I've seen constructs like the following to write to memory-mapped I/O.
*((volatile unsigned int *)0xDEADBEEF) = 0x00;
But is this guaranteed to be a volatile access?1
I started to think about this after I've noticed following change in the C standard regarding cast operators:
The C11 spec says following:
N1570, § 6.5.4, ¶ 5:
Preceding an expression by a parenthesized type name converts the value of the expression to the named type. This construction is called a cast.104) [...]
N1570, footnote 104):
- A cast does not yield an lvalue. Thus, a cast to a qualified type has the same effect as a cast to the unqualified version of the type.
In C17 this has changed to:
N2310, § 6.5.4, ¶ 5:
Preceding an expression by a parenthesized type name converts the value of the expression to the unqualified version of the named type. This construction is called a cast.108) [...]
N2310, footnote 108):
- A cast does not yield an lvalue.
Both versions also have:
N2310, § 6.5.3.2, ¶ 4:
The unary * operator denotes indirection. [...]; if it points to an object, the result is an lvalue designating the object. If the operand has type "pointer to type", the result has type "type". [...]
So for C17 it should be clear: the above shown code should be the same as *((unsigned int *)0xDEADBEEF) = 0x00;, i.e., the volatile qualifier is dropped and thus this wouldn't be a volatile access, although we have the volatile in the cast expression.
For C11 I am not sure: if we take the footnote as obligatory, then it shouldn't be a volatile access either, because "a cast to a qualified type has the same effect as a cast to the unqualified version of the type"; but without that footnote and just the text in (§ 6.5.4, ¶ 5) in mind, I would say it should be a volatile access – or are there some other paragraphs in the spec which make it clear that this should not be a volatile access?

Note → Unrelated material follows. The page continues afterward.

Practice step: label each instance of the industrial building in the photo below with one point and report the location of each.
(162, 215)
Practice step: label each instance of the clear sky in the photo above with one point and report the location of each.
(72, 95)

For the sake of completeness: following should be guaranteed to be a volatile access:
volatile unsigned int *mem = (unsigned int *)0xDEADBEEF;
*mem = 0x00;
1Assuming that a write to an object of volatile-qualified type is defined as an access to that object; see following:
N1570, § 6.7.3, ¶ 8:
[...] What constitutes an access to an object that has volatile-qualified type is implementation defined.
The two versions of the standard are essentially saying the same thing in two different ways, i.e. that a cast effectively results in a unqualified type.
What you seem to be confused by here is that you're not actually casting to a qualified type. You're casting to a pointer (which is unqualified in this case) to a qualified type. The pointer itself is not qualified, but what it points to is.
So this:
*((volatile unsigned int *)0xDEADBEEF) = 0x00;
Is considered volatile access, as the constant 0xDEADBEEF is converted to a pointer (which is not volatile) to a volatile unsigned int, and that pointer is subsequently dereferenced to access the volatile object.